Mandragora's Little Cave
"Aquel que no siente temor ante nada, no es valiente; es inconsciente...
El valor surge de vencer al miedo y conseguir sobreponerse."
mandragora@fibertel.com.ar
Escritos
Arroz
Es increíble lo difícil que es asimilar un tenedor junto a un bowl
de arroz una vez que se han utilizado, o más bien, cuando ya se
ha aprendido a utilizar palitos chinos.
Calculo que eso se debe a las horas (árduas horas) de práctica
que resultan en dedos acalambrados, faldas llenas de comida y
miradas risueñas de los "passers by"; todo esto sin mencionar la
desesperación por poder levantar al menos UN GRANITO DE ARROZ y
que llegue a la dentadura antes de precipitarse sobre la mesa, si
uno tiene suerte, o sobre la alfombra, donde en el peor de los casos,
nuestra silla con rueditas hará del grano de arroz una escama
plastificada que delatará nuestra aventura durante semanas (esto
último vale para los habitué del delivery).
Admito que el relato proviene totalmente de mi experiencia; el
momento más duro es aquel en que, ante el público, aún habiendo
admitido nuestra inexperiencia, debemos dejar los palitos de lado y
tomar con muchísima resignación nuevamente el tenedor porque el
hambre o algún factor externo, como ser risas, nos obligan.

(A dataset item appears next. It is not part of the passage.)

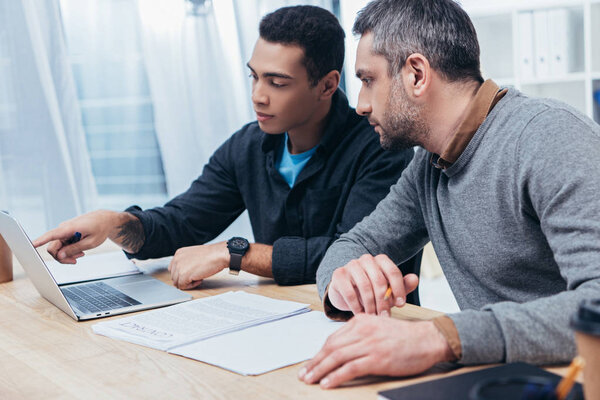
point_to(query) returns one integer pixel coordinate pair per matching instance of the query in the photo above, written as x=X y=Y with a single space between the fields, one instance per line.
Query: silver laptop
x=93 y=299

Incluso cuando uno está muy lejos de los bowls de porcelana y los
palitos y la salsa agridulce, aún se acuerda de ese almuerzo en que
sin gloria renunció a su iniciativa a causa del hambre o la
frustración, consiguiendo olvidarlo con facilidad pero no pudiendo
evitar la recurrencia... hasta que un día...
... hasta que un día estamos en una reunión social muy concurrida,
digamos que de nuestro grupo de estudios de idioma Chino Mandarín, a
celebrarse en un restaurant Japonés tradicional, donde sólo se servirá
Sushi (por suerte hay sushi vegetariano), fideos fritos y por supuesto,
nuestro queridísimo Chaw Fan.
Desde ya uno puede optar por el tenedor, pero el 90% de la gente está
felizmente tomando los palitos entre sus dedos para comenzar. "Ahora o
nunca", es el pensamiento predominante y con manos temblorosas pero
decididas imitamos los movimientos del de al lado.
El sushi es durísimo de roer, a no ser que lo traguemos en un sólo
bocado, de hecho no sé si se come de otra manera, pero ciertamente es
una buena práctica para empezar con los palitos, porque la viscosidad
del alga hace que se adhiera fácilmente y luego de algunos intentos...
llegue a destino! (la boca).
En ese momento comprendemos que, haber querido empezar por el arroz
fue un desatino. Ahora con más coraje enfrentamos a los fideos. Explicar
cómo hace uno para comer fideos con palitos no es fácil si no se aclara
que estos fideos son... no son pegajosos, pero no son resbaladizos.
Y para el final, casi como si la señora del restaurant supiera que
uno lo estaba esperando, llega el arroz, que en este caso no sabría
decir si es cocinado al estilo chino o japonés, pero por lo poco graso
yo diría que más bien japonés. Y ya estamos listos para este gran momento
y a pesar de la lentitud, conseguimos acabar el plato... hasta el último
granito! La sensación es indescriptible...
...durante años me pregunté si podría alguna vez comer con palitos y
esto fue como una coronación, una graduación, la aniquilación de un
obstáculo!
Es mentira que usando palitos uno come más despacio. Eso si uno lo quiere así
o si el arroz no es viscoso o se ha pasado de cocción. Es cierto que
algunas cosas, como eso de andar en bicicleta, nunca se olvidan.
De todo esto hace medio año, aunque se siente como una eternidad. Y
definitivamente ver un tazón vacío y unos palitos, su delicada y delgada forma,
que descansa tan harmónica y felizmente sobre la porcelana (o lo que sea) es una
visión de paz... al imaginar un tenedor destruyendo esta escena, me da escalofríos!